Separation Of Church And Pharmacy
Courtesy of The Illustrated daily Scribble
Angry yet?
Fasten your Margo Channing seatbelts...
Bad Medicine: Prescription For Theocracy?
Who should decide what religious doctrines you obey? You or your pharmacist? In a move that troubles many civil liberties advocates, some pharmacists across the nation are refusing to fill certain prescriptions, claiming a First Amendment right to the free exercise of religion. --snip--
The Religious Right's First Amendment claims have produced a raft of state bills, some of which have been enacted. Illinois, for example, has a law that allows health care professionals to refuse any medical procedure they find morally repugnant.

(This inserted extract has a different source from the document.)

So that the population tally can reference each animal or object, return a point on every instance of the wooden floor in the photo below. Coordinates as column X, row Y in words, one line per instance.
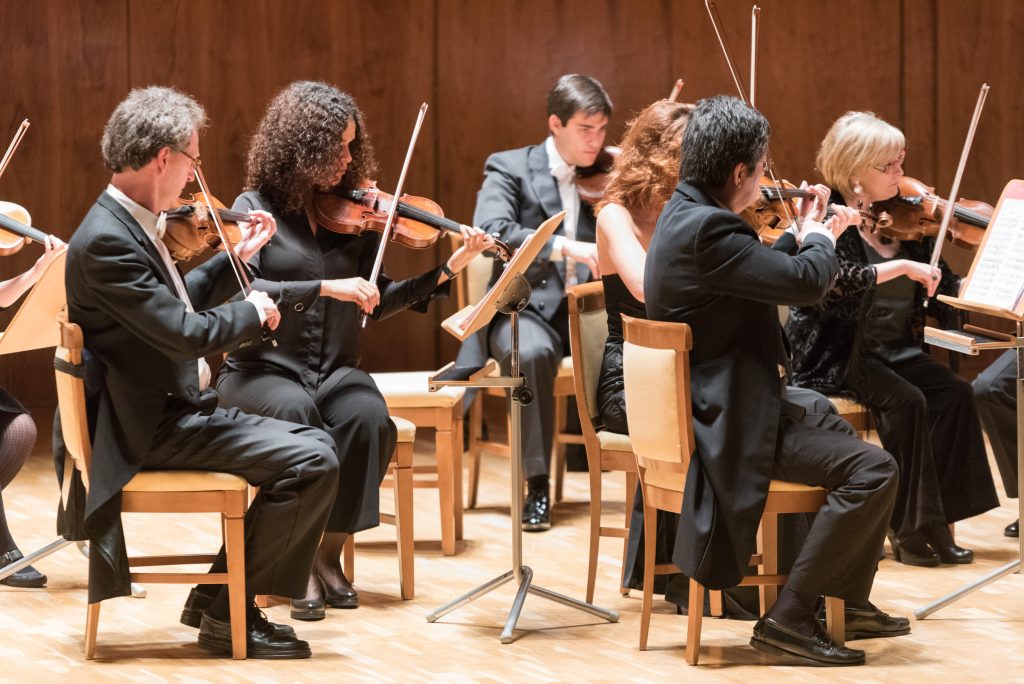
column 387, row 639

Some observers say the statute would allow a fundamentalist nurse who believes AIDS is God's punishment for gays to refuse treatment for AIDS patients. At least nine other states are contemplating laws similar to the one in Illinois.
According to a study by the American Bar Association, exemption laws for pharmacists and other medical professionals have resulted in several troubling incidents. Cancer patients, pregnant patients, patients near death and rape victims have all been harmed by such practices.
Religious Right lobbyists have been overreaching for many years now. And they are emboldened by the 2004 elections and the media-hyped conventional wisdom that evangelicals played a major role in the election of social conservatives. But like the whole of the Bill of Rights, the free exercise clause of the First Amendment is not absolute. The First Amendment strongly protects religious beliefs. But federal courts have ruled on a number of occasions that religious expression that can cause physical harm to others must be restricted. LINK
Frankly, I don't give a Rhett Butler sized damn what my local pharmacist believes or doesn't believe. However...
If s/he wants my greenbacks, s/he'd better by damn treat all customers with the respect and dignity they deserve.
Your homework, dear readers, is to ask your local pharmacist to hang a sign on the door, informing customers of his/her willingness to (or Bible-based decision not to) uphold the law of the land and sell birth control pills along with the Viagra, the Ephedra, and the lottery tickets.
Now pop some corn and enjoy what's left of your Saturday night.